Snoopy’s Brother is a Tragic Figure
By Dan Brown
Snoopy: Doghouse Tales is the new Peanuts collection aimed at young readers.
I’m not young, but I enjoyed it. I’m a fool for Snoopy, as well as his little bird buddy Woodstock.
I recommend this one if you want to learn more about Snoopy’s family – not the human one Charlie Brown belongs to, but Snoopy’s dog siblings.
A fair number of the strips in this 172-page collection feature Spike, one of Snoopy’s brothers. Spike has always struck me as a tragic figure, so kids might learn some empathy reading this one.
What do we know about Spike, apart from the fact he is Snoopy’s bro? Here’s a few details I gleaned from Doghouse Tales.
He lives in the Mojave Desert near Needles, California. He has droopy eyes plus droopy whiskers, which look like a sad moustache.
He’s rail thin. (It’s Snoopy’s brother Olaf who looks like he swallowed a Butterball turkey whole).
He wears a bedraggled old fedora, which was once his grandfather’s fishing hat..
And there’s also something else important that readers learn – Spike has no human friends or family, no Charlie Brown figure in his life. And no Sally or Lucy or Linus, either.
This is a large part of why my heart goes out to him: He seems so alone.
Whenever we see Spike in his element, he’s surrounded only by sand and cacti.
And as we know from the tree that munches on Charlie Brown’s kites, plants in the Peanuts universe can be menacing.
Sure enough, in one of the collected strips a cactus catches a football Spike has thrown – it slowly deflates when it gets punctured by the cactus needles.
It’s a contrast to other moments, as when a cactus holds an umbrella to shield Spike from a rare rainstorm in the desert.

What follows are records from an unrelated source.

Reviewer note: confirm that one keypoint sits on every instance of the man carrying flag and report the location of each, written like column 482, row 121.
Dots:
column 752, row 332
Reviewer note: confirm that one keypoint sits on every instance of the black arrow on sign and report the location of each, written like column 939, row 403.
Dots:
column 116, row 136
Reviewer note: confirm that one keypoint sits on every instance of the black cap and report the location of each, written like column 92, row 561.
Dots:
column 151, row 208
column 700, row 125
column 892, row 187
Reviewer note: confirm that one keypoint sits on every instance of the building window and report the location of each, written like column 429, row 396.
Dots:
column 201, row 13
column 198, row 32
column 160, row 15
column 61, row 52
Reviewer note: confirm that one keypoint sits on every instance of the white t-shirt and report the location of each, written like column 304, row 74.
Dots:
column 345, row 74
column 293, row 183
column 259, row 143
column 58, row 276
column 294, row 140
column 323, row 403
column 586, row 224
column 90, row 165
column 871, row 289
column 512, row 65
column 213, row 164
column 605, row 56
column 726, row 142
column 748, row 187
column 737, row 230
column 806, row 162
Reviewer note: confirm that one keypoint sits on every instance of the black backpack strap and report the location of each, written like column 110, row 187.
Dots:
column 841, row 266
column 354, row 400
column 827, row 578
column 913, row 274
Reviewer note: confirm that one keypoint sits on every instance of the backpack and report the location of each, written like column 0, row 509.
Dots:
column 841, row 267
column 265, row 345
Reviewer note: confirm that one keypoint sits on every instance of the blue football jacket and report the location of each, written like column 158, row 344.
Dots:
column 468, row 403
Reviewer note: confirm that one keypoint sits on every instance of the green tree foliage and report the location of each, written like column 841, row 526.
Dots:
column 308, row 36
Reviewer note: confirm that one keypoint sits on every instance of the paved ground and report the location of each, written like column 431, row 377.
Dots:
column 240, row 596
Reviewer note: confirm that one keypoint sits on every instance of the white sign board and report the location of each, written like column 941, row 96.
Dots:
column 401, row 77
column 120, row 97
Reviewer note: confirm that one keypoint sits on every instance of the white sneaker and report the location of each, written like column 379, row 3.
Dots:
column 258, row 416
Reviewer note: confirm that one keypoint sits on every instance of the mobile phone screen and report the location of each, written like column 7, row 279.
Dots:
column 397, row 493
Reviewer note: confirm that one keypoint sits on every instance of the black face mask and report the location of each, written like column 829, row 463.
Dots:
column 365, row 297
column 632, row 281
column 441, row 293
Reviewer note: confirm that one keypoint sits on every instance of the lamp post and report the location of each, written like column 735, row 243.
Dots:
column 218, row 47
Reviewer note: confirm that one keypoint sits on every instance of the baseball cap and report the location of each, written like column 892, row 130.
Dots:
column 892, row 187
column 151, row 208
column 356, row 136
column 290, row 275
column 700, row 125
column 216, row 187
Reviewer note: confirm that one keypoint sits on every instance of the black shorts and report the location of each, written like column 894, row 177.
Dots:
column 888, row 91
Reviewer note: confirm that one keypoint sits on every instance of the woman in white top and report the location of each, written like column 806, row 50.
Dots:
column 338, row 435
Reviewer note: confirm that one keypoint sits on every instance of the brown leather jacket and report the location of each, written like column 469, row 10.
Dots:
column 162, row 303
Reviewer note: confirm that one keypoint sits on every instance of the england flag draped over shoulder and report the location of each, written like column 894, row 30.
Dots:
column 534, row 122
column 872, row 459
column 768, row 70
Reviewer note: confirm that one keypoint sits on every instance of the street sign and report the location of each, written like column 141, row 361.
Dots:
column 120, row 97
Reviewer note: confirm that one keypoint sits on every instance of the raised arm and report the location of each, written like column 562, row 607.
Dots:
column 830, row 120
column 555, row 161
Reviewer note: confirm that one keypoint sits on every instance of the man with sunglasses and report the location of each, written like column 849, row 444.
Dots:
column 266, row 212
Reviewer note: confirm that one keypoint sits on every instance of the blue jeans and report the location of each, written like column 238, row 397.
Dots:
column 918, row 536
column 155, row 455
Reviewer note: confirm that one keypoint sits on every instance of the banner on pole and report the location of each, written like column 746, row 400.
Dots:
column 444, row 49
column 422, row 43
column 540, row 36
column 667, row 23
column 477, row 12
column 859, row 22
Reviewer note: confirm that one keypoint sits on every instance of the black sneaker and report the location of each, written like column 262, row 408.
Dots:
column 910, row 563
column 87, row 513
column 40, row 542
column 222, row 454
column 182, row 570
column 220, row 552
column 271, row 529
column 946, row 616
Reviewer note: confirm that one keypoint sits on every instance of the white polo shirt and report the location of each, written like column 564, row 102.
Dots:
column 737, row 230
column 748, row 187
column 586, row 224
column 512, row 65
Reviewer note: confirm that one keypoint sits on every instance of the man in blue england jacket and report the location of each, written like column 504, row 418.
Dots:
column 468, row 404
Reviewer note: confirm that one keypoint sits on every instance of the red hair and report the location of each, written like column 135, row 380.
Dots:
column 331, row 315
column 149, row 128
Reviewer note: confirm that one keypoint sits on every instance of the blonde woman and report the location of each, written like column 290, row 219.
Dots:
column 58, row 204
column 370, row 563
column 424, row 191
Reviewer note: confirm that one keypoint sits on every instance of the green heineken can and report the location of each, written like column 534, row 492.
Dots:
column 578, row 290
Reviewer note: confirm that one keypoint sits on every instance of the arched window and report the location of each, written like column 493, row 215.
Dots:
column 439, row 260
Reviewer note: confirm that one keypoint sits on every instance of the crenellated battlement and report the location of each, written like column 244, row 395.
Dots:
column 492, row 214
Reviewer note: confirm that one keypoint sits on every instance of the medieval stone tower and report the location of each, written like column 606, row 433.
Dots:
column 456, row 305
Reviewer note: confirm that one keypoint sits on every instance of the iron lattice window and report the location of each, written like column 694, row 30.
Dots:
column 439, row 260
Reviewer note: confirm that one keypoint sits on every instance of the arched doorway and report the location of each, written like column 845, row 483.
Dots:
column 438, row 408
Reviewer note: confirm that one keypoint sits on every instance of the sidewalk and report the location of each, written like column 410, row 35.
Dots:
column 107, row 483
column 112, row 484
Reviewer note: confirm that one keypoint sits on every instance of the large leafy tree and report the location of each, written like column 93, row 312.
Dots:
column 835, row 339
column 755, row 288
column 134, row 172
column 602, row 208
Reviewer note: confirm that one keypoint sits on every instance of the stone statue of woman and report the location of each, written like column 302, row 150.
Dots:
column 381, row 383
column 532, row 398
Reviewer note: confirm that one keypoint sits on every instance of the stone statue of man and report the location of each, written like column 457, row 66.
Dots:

You know Charles Schulz was a powerful cartoonist and storyteller when he is able to invest a minor character like Spike with so much personality.
It’s also interesting to see that while Spike has an active imagination, he has no full-on flights of fantasy the same way Snoopy does. Spike never takes a trip in his mind to the First World War battlefield, he is always stuck in the now.
In one of his letters to Snoopy, Spike describes his circumstances, writing “Life here on the desert is hard but wonderful. Sometimes it is very hot. And the nights can be cold . . . But there are always beautiful places to walk and things to see.” That sounds like a spartan existence, but not without its charms.
I’m constantly amazed at how Schulz was able to grind out newspaper strip after strip over the decades. I’m guessing such characters as Spike offered him a bit of a respite, allowing him to take a break from drawing cartoons about the “main” Peanuts gang by exercising a different set of storytelling muscles.
There are the usual shenanigans in this anthology too.
Lucy continues to vex pitcher/manager Charlie Brown from the outfield by blowing routine baseball plays.
Peppermint Patty continues to receive D-minus grades, at one point being held back a grade before she is reinstated the following September, much to her friend Marci’s chagrin.
In another four-panel sequence, Snoopy lets loose as a dancer, calling himself a “Flashbeagle,” which gives you some sense of when these strips originally appeared – around the time the 1983 flick Flashdance was in theatres.
Doghouse Tales is published by Andrews McMeel Syndication. Purists will note the strips appear here in colour, not in black-and-white as they originally did Monday to Friday in daily newspapers.
Dan Brown has covered pop culture for more than 32 years as a journalist and also moderates L.A. Mood’s monthly graphic-novel group.